Na
abertura de mercado desta quarta-feira (6), o ambiente internacional segue marcado por
maior apetite por risco, com os mercados reagindo aos sinais de avanço nas negociações entre Estados Unidos e Irã, reduzindo as tensões geopolíticas no
Oriente Médio.
Os
índices futuros em Nova York operam em alta, com S&P 500, Nasdaq e Dow Jones apontando para ganhos robustos, enquanto as bolsas europeias e asiáticas também avançam. No câmbio, o
dólar perde força globalmente e os rendimentos dos títulos de renda fixa de dívida pública do governo norte-americano (
Treasuries) recuam.
No mercado de
commodities, o
petróleo cai com força (ao redor de 9%) diante da expectativa de normalização dos fluxos pelo Estreito de Ormuz, enquanto o
minério de ferro sobe 2,84% na Bolsa de Dalian, cotado a US$ 122,40 por tonelada, após a reabertura do mercado chinês.

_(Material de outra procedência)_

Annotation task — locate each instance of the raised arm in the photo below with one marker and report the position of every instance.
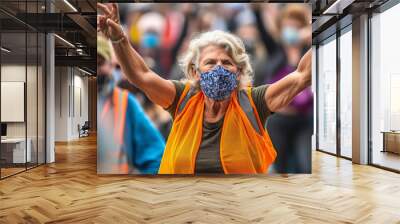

No Brasil, o cenário externo mais construtivo tende a favorecer os ativos locais, embora a queda expressiva do petróleo possa limitar o desempenho de empresas do setor.
No pré-mercado em Nova York, o ETF brasileiro,
EWZ, avançava quase 2%, enquanto as
ADRs (American Depositary Receipts) da
Petrobras recuavam mais de 4%, refletindo diretamente o movimento negativo da commodity.
No câmbio, o real segue beneficiado pelo enfraquecimento do dólar, com atenção ao leilão de swap cambial reverso do Banco Central, visto como tentativa de conter uma apreciação adicional da moeda. O mercado também acompanha a temporada de balanços, com repercussão de resultados corporativos do 1T26.